Seeds no more
breeding pipless apples had been a challenge for researchers so far. But not any more. Ken Tobutt and his team at the Horticulture Research International in East Malling, usa , hope to harvest the first pipless apple by the year-end. The team has produced coreless hybrids by crossing old favourites such as Red Pippins with several obscure seedless varieties from America ( New Scientist , Vol 155, No 2097).
Both varieties are sour, seedless and have only a trace of a core. The researchers are now trying to cross the sour apples with sweeter types and produce marketable pipless apples. It took a long time for Tobutt and his colleagues to produce the seedless apples since the gene responsible for seedlessness is recessive, and plants must have two copies of it to exhibit seedlessness. If the naturally seedless varieties are crossed with normal apple variety with the gene for seed production, the resulting offspring will produce normal fruit with seeds.
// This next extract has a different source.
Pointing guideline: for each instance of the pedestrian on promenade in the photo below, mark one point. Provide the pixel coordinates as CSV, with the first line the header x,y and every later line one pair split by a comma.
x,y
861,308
However, if these trees are crossed again with the seedless varieties, half of the next generation will carry two copies of the recessive seedless gene. Each generation takes at least five years to flower, so the two-generation process takes at least a decade.
According to Tobutt, it is easy to spot seedless trees: their flowers have no petals or stamens (the male reproductive organs that produce pollen). These can be used only as female parents as they do not produce pollen and thus require hand pollination.
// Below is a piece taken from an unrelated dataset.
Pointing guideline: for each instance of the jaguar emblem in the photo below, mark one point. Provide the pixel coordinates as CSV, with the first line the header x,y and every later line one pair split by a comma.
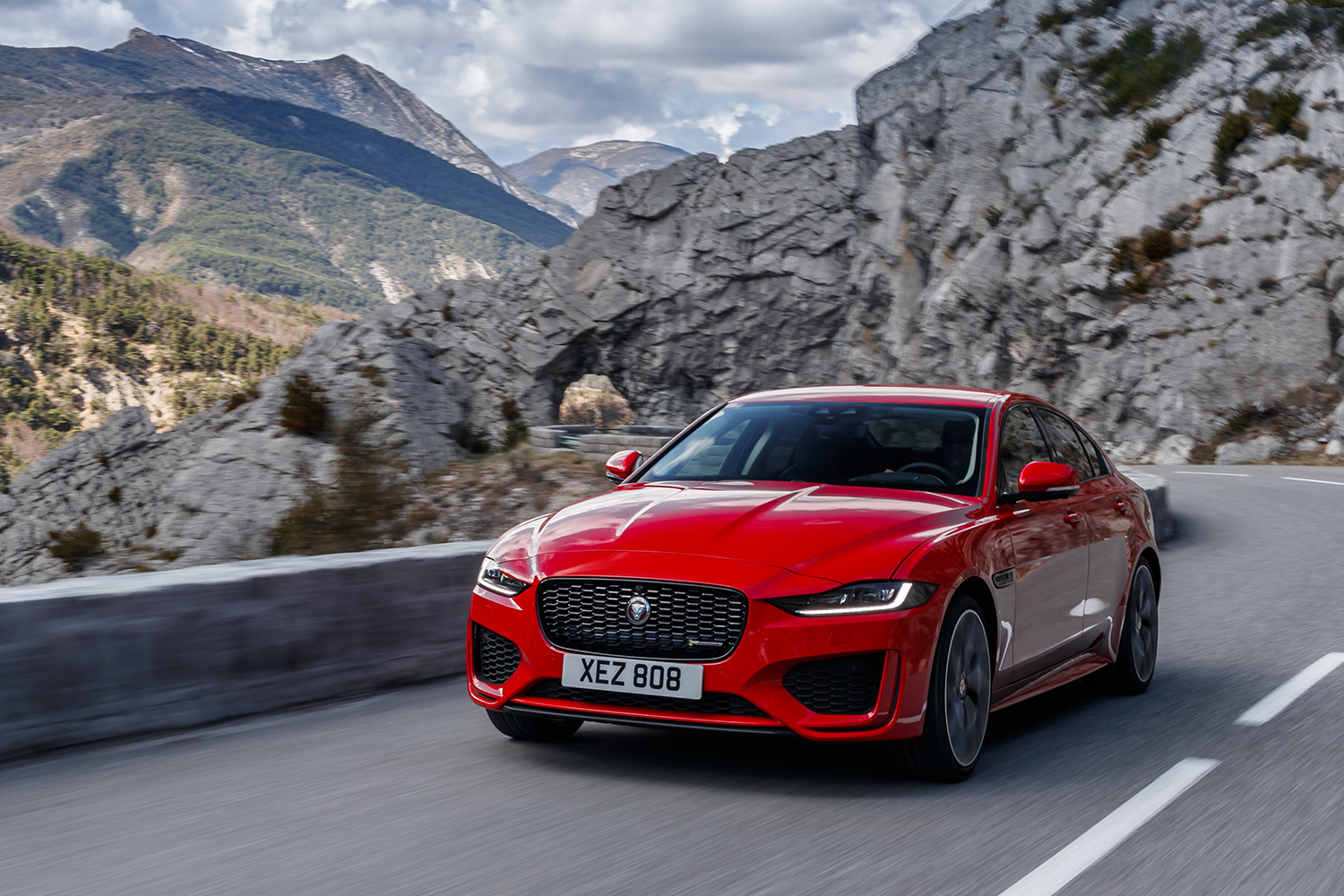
x,y
637,610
The growers of the seedless varieties will have to depend less on good weather during flowering. They would benefit from more regular cropping. Apple seeds produce hormones that repress future development of flower buds, so a seedless variety should flower and produce fruit every year.
During their study, the researchers have also crossed the two seedless varieties with an unusual variety of McIntosh, an apple popular in North America. McIntosh grows straight upwards and it does not have branches. This is why these trees may also be grown close to each other and require less space. The team is now seeking funds to carry research that would help pinpoint the seedless gene in order to assist the breeding programme.